The next day, we continued on and stayed 2 nights in Cesky Krumlov, which, although being a sort of Disnification of a medieval Czech town, was quaint and pleasant. The hoards of tourists were the biggest downfall, but, to be fair, they were nothing like they would be in Bruges or that city in Germany that Russ liked (because they brought in beers from all over Germany, not just one region). After a couple days, I continued on, hitchhiking to Pilsen and then Prague and Sietske went camping and then met up with her friend to go to a Rainbow gathering. It was just a moment, but through the magic of traveling, it seemed like an eternity--in a good way.

* Nothing happened; we each had commitments elsewhere. But now that I think about it, I was aware of some nearly subliminal sexual tension that seemed to start after we left Munich but before we got to the Czech Republic. And it feels like it came from that ride with the German guy, whose suggestion got the ball rolling.

Sunday, February 20, 2011

Top 10 of '10 #4

4) #1 Movie: Wristcutters: A Love Story

Netflix was my social life last year when I was living in the cabin in Michigan. I would work all day--fairly productively--and then at 6, 7, or sometimes even 8 or 9, I would sit down with my laptop and watch some foreign movie, documentary, or, well, Lost.

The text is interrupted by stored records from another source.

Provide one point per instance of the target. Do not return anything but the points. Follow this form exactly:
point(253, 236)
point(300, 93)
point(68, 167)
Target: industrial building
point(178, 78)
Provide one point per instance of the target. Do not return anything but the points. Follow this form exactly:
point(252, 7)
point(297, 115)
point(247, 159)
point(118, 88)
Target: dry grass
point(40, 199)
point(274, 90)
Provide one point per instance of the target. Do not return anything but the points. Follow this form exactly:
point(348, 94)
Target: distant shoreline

This year, everyone I know has Netflix and I hardly use my account. My roommate has it hooked up to the Wii and there is often a movie streaming in during the evenings--sometimes 2 or 3 in a row. I don't have as much patience for movies and so don't embark on every journey with them; I fortunately missed most of Repo: the Genetic Opera. But sometimes it works out and we all agree on something mind-bending, quirky, rom-com, or doc.

This movie may not actually be the best I saw of 2010, but it was certainly one of the biggest surprises. With a title like that, it seems juvenile, crass, or goth, but it turned out to be endearing, melancholic, and, ultimately, uplifting. It really is a love story.

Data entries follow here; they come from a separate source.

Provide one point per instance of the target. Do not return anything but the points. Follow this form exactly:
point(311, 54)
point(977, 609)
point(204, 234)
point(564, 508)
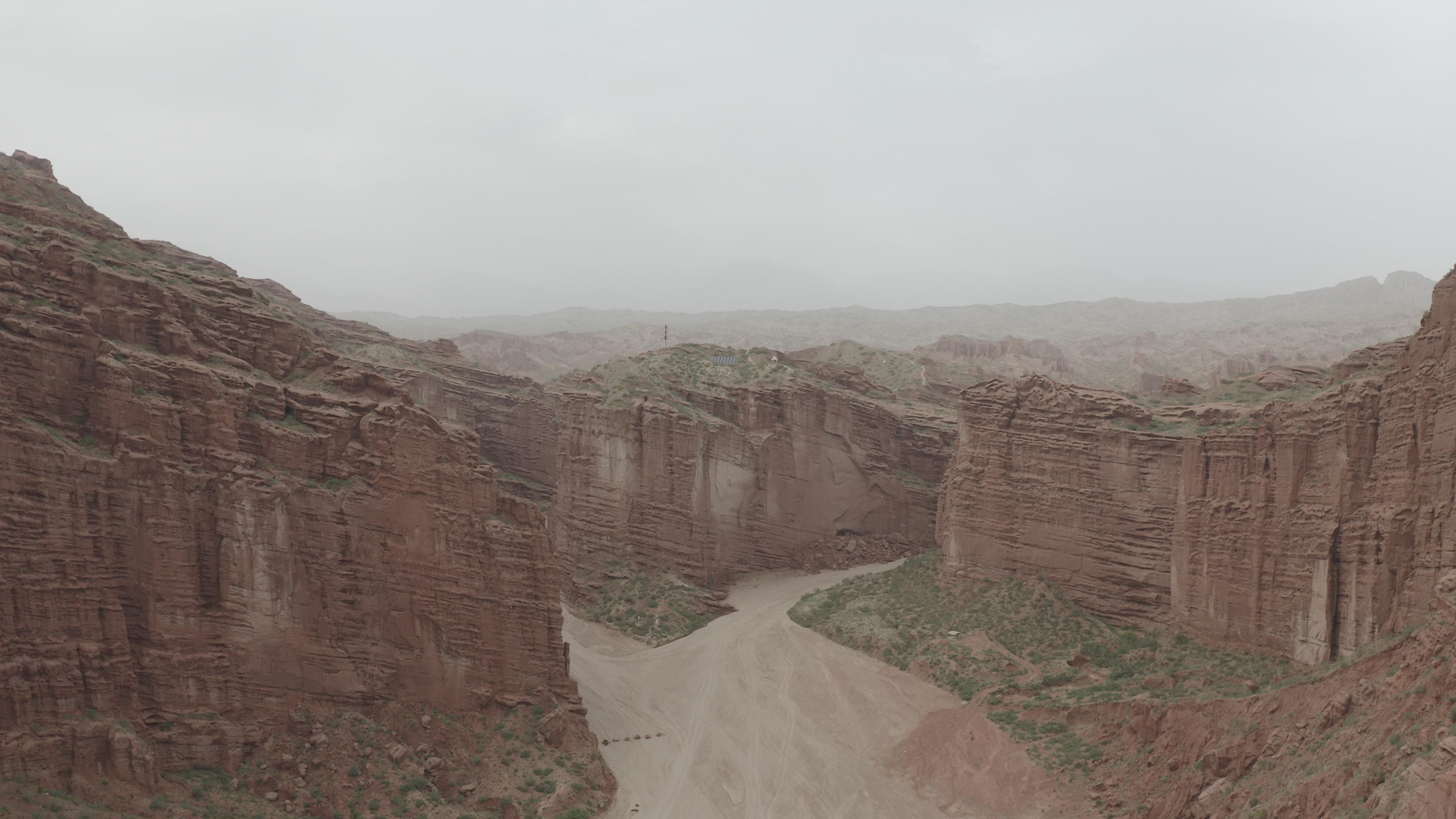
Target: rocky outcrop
point(513, 417)
point(1305, 528)
point(737, 479)
point(1045, 483)
point(210, 515)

It begins with a death, self-inflicted, of this guy Zia, distraught over a breakup. He was pretty hung up on this girl, even in the afterlife--a hang up I've been through at least once, probably more...well, once for sure...for real. His afterlife was a bleached out version of some southwestern state: some mountains in the distance, mostly flat desert with highways disappearing into the horizon. And worst of all, in this post-suicide afterlife, you still have to work.

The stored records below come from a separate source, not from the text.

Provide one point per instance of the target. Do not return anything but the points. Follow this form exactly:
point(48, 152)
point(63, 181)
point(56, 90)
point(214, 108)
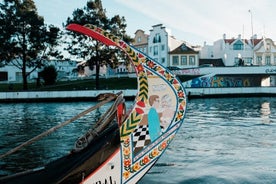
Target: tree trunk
point(24, 76)
point(97, 75)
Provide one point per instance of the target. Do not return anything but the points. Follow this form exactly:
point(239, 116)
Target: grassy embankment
point(85, 84)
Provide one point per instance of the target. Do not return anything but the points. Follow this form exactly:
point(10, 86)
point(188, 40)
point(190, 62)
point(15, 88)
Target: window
point(259, 60)
point(192, 60)
point(267, 60)
point(175, 60)
point(183, 60)
point(268, 46)
point(155, 50)
point(139, 39)
point(163, 47)
point(157, 38)
point(238, 45)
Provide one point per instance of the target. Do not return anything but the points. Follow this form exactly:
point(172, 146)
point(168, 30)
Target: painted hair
point(152, 98)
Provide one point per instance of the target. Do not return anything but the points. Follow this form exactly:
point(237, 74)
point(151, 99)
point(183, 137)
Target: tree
point(49, 75)
point(95, 53)
point(25, 41)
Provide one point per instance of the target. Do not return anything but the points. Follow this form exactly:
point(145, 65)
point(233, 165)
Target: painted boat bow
point(149, 128)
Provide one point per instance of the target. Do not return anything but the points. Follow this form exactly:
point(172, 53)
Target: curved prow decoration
point(158, 113)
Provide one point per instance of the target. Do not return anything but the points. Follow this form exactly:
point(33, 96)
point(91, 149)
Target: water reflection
point(265, 112)
point(21, 122)
point(221, 140)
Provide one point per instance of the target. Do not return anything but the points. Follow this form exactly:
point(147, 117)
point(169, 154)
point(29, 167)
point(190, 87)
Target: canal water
point(223, 140)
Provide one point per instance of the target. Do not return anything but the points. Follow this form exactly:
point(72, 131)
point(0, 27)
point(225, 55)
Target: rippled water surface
point(230, 140)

Zia and this other guy drive around in a car looking for stuff: Zia for his ex-girlfriend (who they find out also "offed") and this other guy for other stuff. They keep losing stuff in a very literal vortex into another dimension that exists beneath the passenger seat. They meet this girl who shouldn't be there, for her OD was accidental. And then they meet Tom Waits. And Gob, from Arrested Development. Interestingly, he's a magician of sorts, trying to perform some dimension-bending escape trick: like if Houdini were wrapped in chains at the bottom of a pond, but instead of chains it was reality itself, and instead of a pond, it was the mind of god. I don't know what kind of success he had; seemed like a failed illusion.

It was bleak but comically so. I'm glad I won't be ending up there; I'd rather play the game and lose than forfeit.



I wish I could say that it was still on Netflix streaming, but, as I was just putting my account on hold (saving 10 bucks a month!) I checked: no luck. You should watch Enter the Void instead, which is, so far, my #1 movie of this year.